PHP: I need something like split(), but

Question

So I'm actually storing an html field, but I'd like to add some pseudo tags to make it easier to publish. I.E. I want to wrap the title/headers into this tag: << ... >> E.G. << My Header >> Then I would enumerate them, format, and display the text beneath.

E.G.:

<<News>>
Breaking news on Sunday.
Have been taking hostages.
<<General Information>>
We would want to recieve our blabla.
And you want it.
<<User Suggestions>>
Yeah we want it so much...

Should actually display:

<H1 class="whatever" ID="Product_Header_1">News<H1>
Breaking news on Sunday.
Have been taking hostages.
<H1 class="whatever" ID="Product_Header_2">General Information</H1>
We would want to recieve our blabla.
And you want it.
<H1 class="whatever" ID="Product_Header_3">User Suggestion</H1>
Yeah we want it so much...

And then should return an array with actual headers and their number, so I could use it elsewhere on the page to make references.
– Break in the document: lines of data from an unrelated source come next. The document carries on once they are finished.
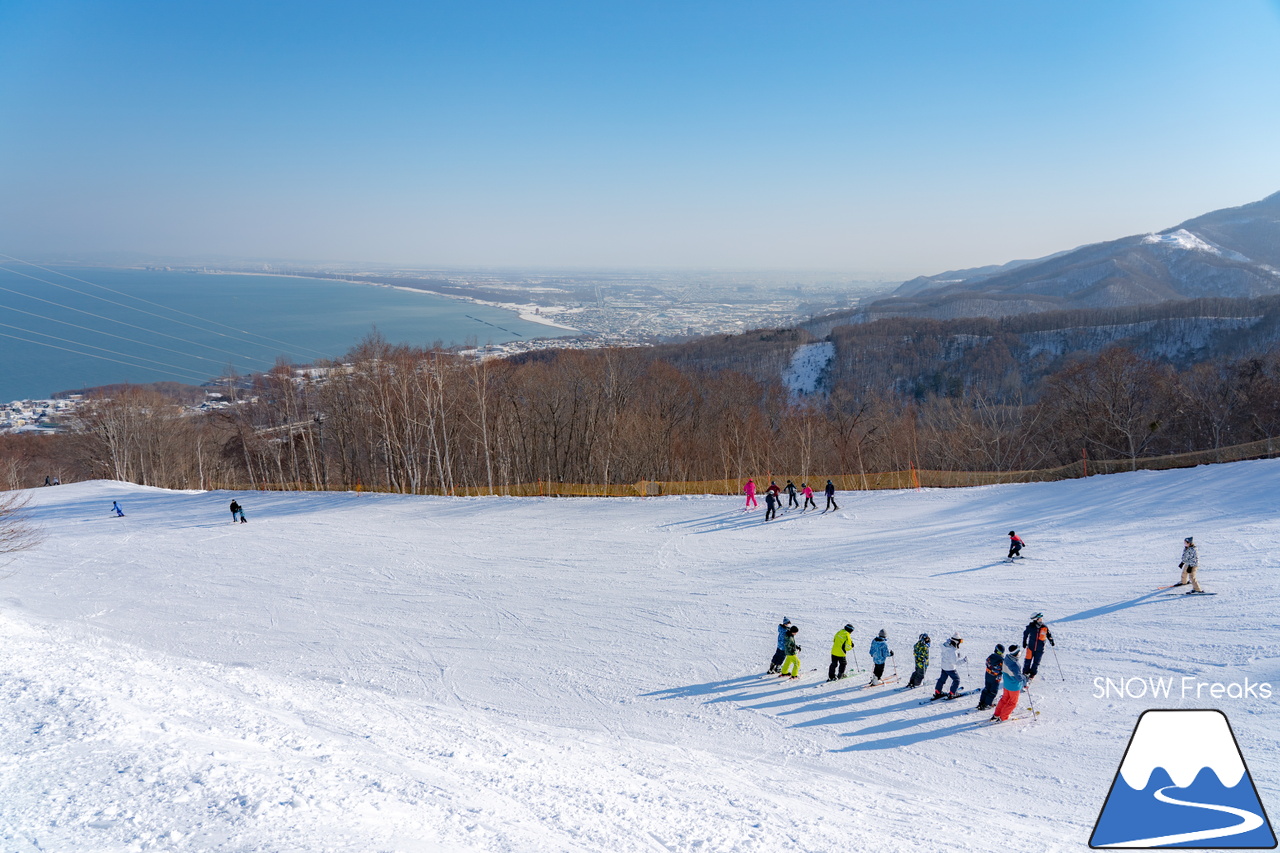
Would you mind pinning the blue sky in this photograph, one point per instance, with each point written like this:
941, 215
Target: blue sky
894, 137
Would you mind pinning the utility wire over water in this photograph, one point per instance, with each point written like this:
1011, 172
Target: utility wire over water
113, 325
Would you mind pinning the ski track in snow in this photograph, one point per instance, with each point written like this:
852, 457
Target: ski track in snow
366, 673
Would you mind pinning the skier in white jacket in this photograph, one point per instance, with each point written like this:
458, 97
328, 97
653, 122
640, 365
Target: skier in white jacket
951, 658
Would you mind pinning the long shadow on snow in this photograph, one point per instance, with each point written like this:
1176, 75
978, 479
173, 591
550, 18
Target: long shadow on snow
1147, 598
960, 571
906, 739
703, 689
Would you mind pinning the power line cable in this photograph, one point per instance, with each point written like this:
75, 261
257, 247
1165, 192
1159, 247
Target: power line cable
40, 299
110, 334
138, 299
54, 346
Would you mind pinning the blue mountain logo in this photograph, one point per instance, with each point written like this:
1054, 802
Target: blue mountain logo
1183, 783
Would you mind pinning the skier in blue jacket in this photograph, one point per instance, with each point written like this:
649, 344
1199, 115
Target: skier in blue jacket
880, 655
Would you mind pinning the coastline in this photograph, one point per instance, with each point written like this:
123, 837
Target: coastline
525, 311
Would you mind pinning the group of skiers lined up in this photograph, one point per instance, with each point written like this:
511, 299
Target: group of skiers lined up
1002, 666
237, 511
773, 497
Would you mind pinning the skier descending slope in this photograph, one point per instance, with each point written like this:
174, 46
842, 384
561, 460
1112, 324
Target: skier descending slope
791, 664
922, 661
995, 666
1014, 683
780, 655
840, 648
881, 653
1189, 564
1033, 641
951, 658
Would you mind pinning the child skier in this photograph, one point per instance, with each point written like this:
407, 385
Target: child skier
771, 505
995, 665
791, 662
776, 664
880, 655
1015, 546
840, 648
922, 661
1189, 564
1033, 641
1014, 683
951, 658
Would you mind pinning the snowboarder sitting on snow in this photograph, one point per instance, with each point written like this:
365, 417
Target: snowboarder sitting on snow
840, 648
1014, 683
776, 664
791, 662
1033, 639
922, 661
951, 658
995, 666
771, 505
1189, 564
880, 655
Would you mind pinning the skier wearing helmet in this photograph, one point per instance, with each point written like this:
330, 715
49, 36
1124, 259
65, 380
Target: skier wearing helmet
922, 661
951, 658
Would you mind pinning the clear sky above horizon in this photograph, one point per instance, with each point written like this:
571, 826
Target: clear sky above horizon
876, 137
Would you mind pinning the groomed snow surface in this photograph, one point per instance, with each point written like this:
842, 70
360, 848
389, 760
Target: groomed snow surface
364, 673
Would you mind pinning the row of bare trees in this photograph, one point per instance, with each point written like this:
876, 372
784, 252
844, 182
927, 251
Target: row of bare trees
402, 419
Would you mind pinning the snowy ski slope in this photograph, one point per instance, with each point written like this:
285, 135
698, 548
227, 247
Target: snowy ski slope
364, 673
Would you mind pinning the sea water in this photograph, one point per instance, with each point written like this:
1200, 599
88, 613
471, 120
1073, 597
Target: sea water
58, 333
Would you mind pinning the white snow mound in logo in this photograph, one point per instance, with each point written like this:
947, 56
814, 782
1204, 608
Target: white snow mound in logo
1183, 743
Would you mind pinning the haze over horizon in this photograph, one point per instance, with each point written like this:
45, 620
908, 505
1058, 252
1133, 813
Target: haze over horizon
906, 138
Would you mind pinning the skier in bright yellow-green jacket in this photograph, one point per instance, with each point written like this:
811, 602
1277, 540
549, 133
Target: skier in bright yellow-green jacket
840, 648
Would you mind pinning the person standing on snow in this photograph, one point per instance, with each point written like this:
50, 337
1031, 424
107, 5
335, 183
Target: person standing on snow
995, 665
791, 662
951, 658
880, 655
1015, 546
780, 655
840, 648
922, 661
1189, 564
1014, 683
1033, 641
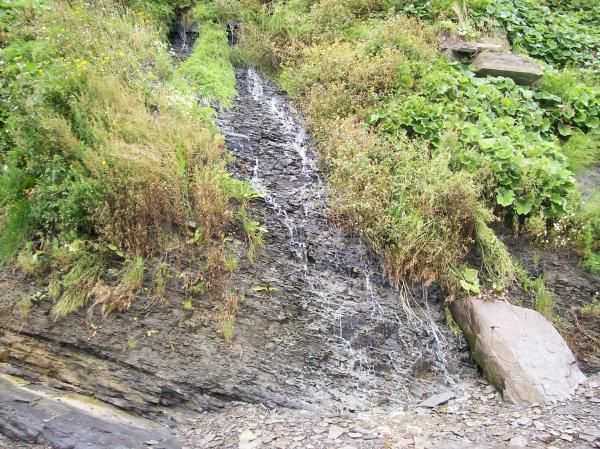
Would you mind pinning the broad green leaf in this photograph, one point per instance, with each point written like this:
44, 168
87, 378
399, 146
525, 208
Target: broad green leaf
505, 197
523, 207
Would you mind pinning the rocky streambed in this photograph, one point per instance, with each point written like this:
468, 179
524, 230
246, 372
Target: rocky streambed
325, 350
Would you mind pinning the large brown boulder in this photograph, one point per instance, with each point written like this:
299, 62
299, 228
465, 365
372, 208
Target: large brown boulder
504, 63
519, 350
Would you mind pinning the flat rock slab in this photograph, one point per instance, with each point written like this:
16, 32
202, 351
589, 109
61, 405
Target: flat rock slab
38, 415
520, 352
437, 399
503, 63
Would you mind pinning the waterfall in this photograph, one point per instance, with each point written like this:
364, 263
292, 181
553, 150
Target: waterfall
380, 341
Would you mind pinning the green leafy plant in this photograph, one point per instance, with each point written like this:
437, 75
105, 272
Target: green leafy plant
469, 280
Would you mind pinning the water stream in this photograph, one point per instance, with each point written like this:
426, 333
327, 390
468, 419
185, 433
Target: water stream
364, 342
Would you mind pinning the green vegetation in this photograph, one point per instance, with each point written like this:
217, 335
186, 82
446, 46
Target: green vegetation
559, 37
106, 154
421, 154
209, 67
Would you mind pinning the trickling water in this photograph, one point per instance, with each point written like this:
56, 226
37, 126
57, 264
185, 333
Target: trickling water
362, 342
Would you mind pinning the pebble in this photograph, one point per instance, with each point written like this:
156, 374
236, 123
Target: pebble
335, 432
518, 441
566, 437
474, 423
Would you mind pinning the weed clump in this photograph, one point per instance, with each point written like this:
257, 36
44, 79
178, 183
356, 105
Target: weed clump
106, 154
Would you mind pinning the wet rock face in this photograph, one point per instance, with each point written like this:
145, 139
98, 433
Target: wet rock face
519, 351
318, 327
360, 339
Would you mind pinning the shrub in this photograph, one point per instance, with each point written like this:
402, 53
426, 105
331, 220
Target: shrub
209, 67
558, 37
105, 151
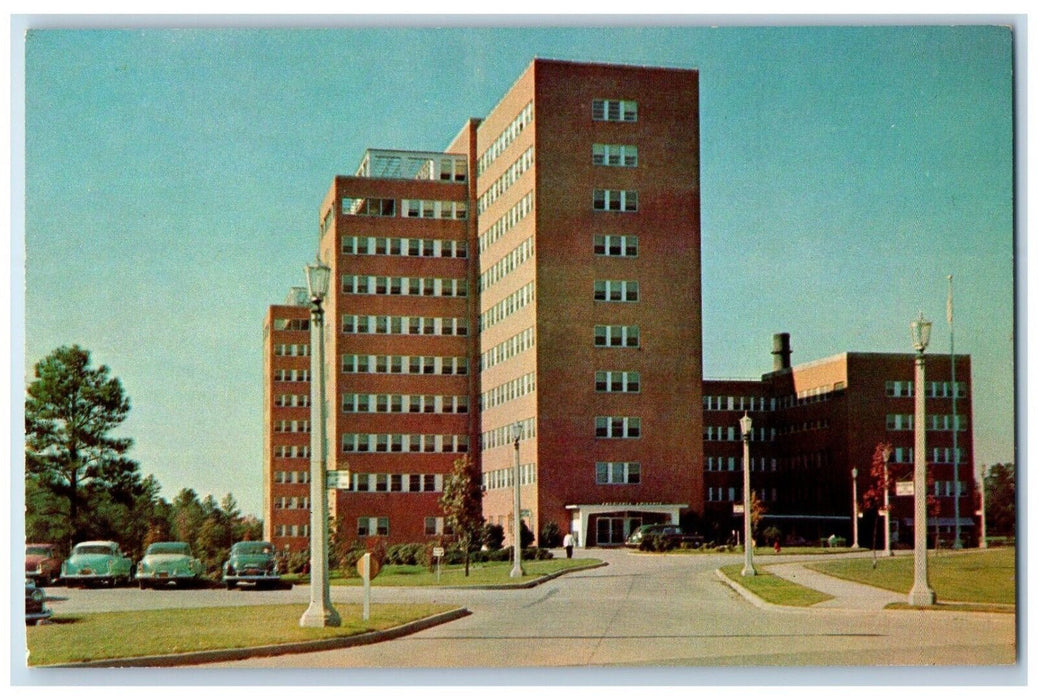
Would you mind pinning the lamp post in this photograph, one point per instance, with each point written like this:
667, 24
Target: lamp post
517, 514
746, 424
886, 502
921, 593
853, 506
320, 613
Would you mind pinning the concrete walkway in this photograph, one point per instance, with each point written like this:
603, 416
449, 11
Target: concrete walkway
846, 594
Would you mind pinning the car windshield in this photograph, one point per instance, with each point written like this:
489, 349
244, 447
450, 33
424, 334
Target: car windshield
168, 548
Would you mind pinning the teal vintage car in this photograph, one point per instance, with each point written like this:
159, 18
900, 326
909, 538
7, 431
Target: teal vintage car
251, 563
166, 563
97, 562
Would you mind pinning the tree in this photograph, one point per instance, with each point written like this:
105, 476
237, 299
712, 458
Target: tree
71, 409
1000, 499
462, 504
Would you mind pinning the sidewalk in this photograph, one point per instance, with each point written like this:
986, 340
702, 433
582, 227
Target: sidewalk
846, 594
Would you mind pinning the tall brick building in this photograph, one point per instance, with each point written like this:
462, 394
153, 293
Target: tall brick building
539, 278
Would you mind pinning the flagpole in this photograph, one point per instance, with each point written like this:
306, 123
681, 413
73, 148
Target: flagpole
955, 422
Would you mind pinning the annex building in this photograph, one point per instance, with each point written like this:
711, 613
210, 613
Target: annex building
537, 284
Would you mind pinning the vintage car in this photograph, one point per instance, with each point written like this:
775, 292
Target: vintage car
166, 563
97, 562
251, 563
43, 563
35, 610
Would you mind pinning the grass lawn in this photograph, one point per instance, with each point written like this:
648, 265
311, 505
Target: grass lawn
774, 589
99, 636
975, 575
488, 573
So It seems we could either replace them directly, but that might get problematic with enumerating and returning the values, and would probably fail in case of not closed tags.

Or, to split them into into an array and then proceed manually, which seems like a better way to go.

This is what I tried so far:

$TEXT_A=preg_split('/<<([^>]+)>>/', $TEXT);

foreach($TEXT_A as $key => $val){
    if ($key>0) echo "<br>-!-";
    echo $val;
}

Where $TEXT is out HTML Text with pseudo-tags.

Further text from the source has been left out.